As for budgeting for repairs, there’s no real magic number, but the 1% rule (setting aside 1% of the property value per year for maintenance) is a decent starting point. Still, it’s more of a guideline than a guarantee. Sometimes you’ll go a year with nothing major, then get slammed with a new roof or HVAC the next. I’ve seen people try to cut corners on reserves, and it usually comes back to bite them. Personally, I tell folks to overestimate rather than underestimate—if you don’t need it, great, but if you do, you’ll be glad it’s there.

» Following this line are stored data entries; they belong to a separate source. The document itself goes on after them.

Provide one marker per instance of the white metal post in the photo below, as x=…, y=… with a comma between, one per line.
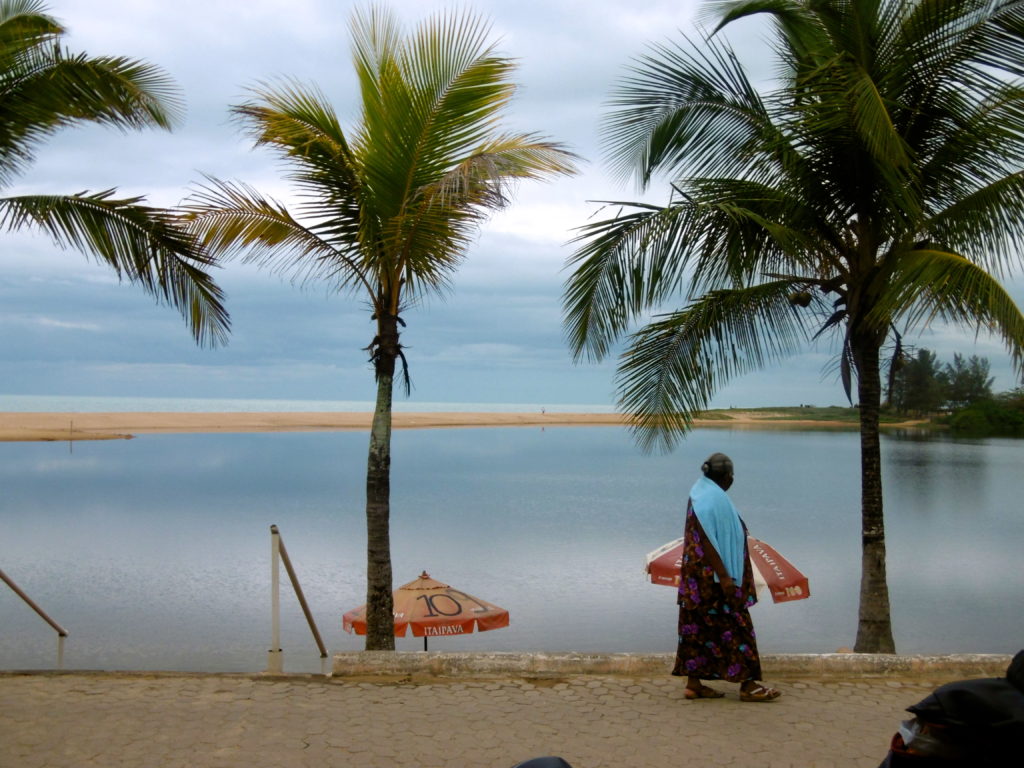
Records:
x=274, y=662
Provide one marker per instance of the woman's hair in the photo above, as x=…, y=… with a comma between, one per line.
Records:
x=717, y=467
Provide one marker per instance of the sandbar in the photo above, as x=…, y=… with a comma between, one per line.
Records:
x=99, y=426
x=28, y=426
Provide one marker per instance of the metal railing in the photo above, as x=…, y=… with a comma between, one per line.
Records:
x=61, y=632
x=275, y=656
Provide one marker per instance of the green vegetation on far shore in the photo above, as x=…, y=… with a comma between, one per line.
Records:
x=828, y=414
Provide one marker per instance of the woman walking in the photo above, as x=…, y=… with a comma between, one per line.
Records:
x=716, y=636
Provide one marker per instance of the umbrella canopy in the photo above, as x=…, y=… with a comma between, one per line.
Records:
x=771, y=570
x=433, y=609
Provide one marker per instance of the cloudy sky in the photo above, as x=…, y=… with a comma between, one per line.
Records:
x=68, y=328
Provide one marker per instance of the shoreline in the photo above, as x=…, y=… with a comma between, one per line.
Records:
x=71, y=426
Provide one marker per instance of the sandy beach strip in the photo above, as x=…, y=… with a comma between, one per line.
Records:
x=100, y=426
x=28, y=426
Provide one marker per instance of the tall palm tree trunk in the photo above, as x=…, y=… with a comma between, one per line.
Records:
x=875, y=625
x=380, y=601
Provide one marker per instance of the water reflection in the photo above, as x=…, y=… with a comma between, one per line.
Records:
x=155, y=552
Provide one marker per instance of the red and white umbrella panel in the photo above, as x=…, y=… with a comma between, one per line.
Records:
x=772, y=571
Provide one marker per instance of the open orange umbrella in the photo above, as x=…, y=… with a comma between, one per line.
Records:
x=433, y=609
x=783, y=581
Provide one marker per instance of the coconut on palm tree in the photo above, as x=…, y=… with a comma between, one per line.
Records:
x=873, y=187
x=44, y=88
x=387, y=207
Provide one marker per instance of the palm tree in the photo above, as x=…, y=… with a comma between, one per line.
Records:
x=44, y=88
x=388, y=209
x=876, y=186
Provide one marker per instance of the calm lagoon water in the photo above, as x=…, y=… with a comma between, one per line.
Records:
x=155, y=552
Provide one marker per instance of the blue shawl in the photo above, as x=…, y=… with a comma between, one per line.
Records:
x=721, y=524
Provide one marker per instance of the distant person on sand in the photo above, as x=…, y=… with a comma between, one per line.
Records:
x=716, y=636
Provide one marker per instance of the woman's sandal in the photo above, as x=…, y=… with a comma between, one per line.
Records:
x=702, y=692
x=759, y=693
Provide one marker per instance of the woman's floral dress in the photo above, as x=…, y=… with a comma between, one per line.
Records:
x=716, y=637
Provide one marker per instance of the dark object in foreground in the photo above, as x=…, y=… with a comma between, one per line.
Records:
x=977, y=723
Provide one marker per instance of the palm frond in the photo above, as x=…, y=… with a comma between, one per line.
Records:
x=232, y=220
x=937, y=285
x=44, y=89
x=625, y=264
x=672, y=367
x=683, y=108
x=142, y=245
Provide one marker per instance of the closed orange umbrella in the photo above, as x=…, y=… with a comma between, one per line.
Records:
x=433, y=609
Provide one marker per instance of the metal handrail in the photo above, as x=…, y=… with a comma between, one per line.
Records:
x=275, y=662
x=61, y=632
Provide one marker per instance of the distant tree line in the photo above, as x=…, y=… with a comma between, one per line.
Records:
x=960, y=391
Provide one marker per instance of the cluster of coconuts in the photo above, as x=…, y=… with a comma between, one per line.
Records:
x=800, y=298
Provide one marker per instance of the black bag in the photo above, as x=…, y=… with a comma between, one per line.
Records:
x=978, y=723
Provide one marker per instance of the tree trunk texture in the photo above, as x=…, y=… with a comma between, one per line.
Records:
x=875, y=624
x=380, y=601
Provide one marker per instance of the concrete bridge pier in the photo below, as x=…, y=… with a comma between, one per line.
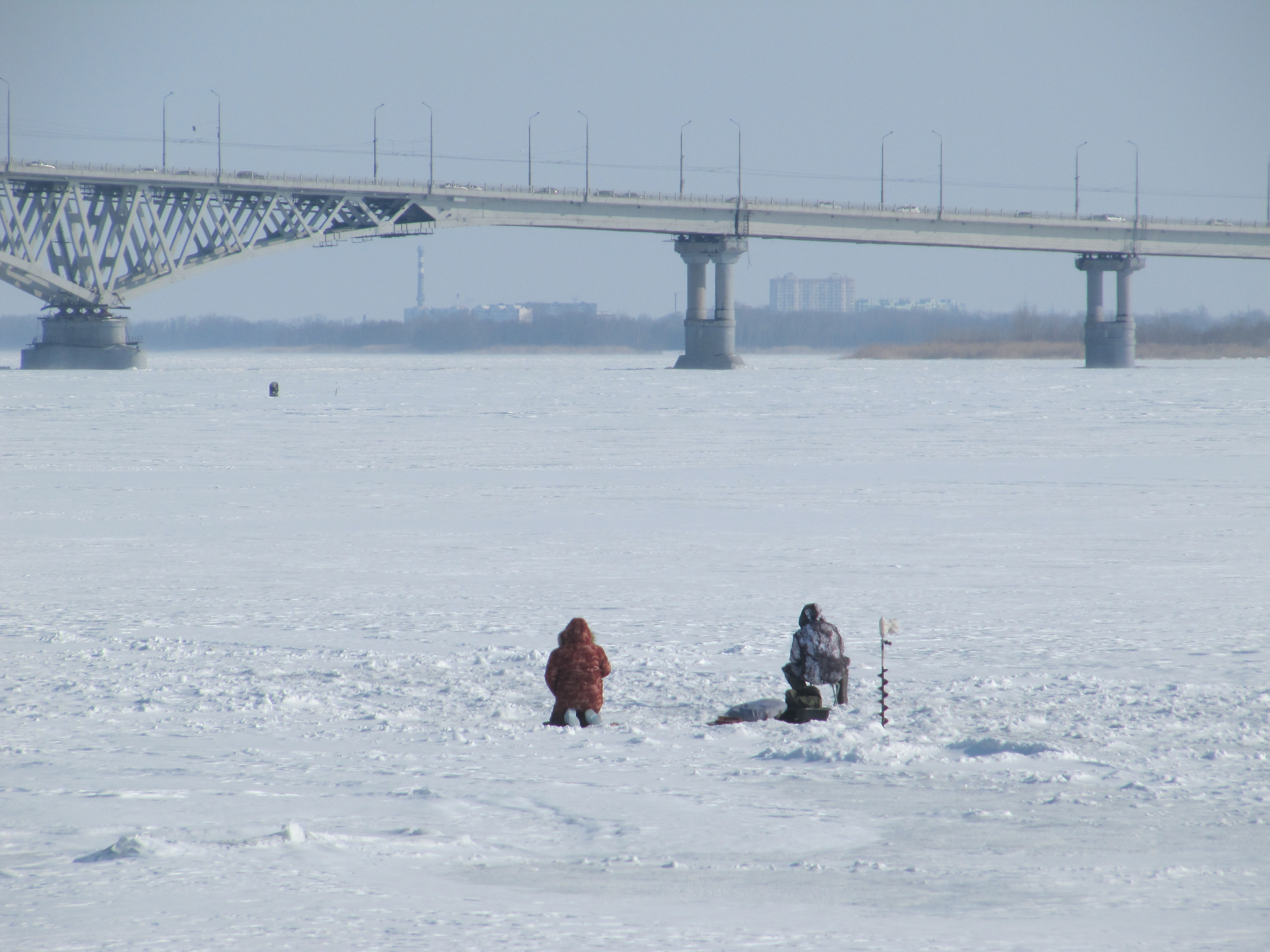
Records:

Honestly, the property can feel like it owns you, especially if you’re juggling a mortgage on top of everything else. The banks aren’t exactly sympathetic when you’re dealing with a busted water heater and a late rent check. That said, if you’re prepared for the headaches and keep a solid buffer, it can still be worth it in the long run. Just don’t buy into the idea that it’s all easy money—there’s always a curveball waiting.
“the property can feel like it owns you, especially if you’re juggling a mortgage on top of everything else.”
Couldn’t agree more. Had a client who thought he’d be living the “passive” dream—until his tenant’s cat decided the HVAC vents were a litter box. Cue emergency cleaning and a bill bigger than his monthly cash flow.
- “Passive” is a stretch. Think “occasionally lucrative chaos.”
- The 1% rule is a starting line, not a finish line. I usually tell folks to pad that number.
- Banks are like gym memberships—happy to take your money, not so helpful when you’re sweating.
Bottom line: worth it if you’ve got nerves of steel and a solid reserve fund. Otherwise, maybe stick to index funds.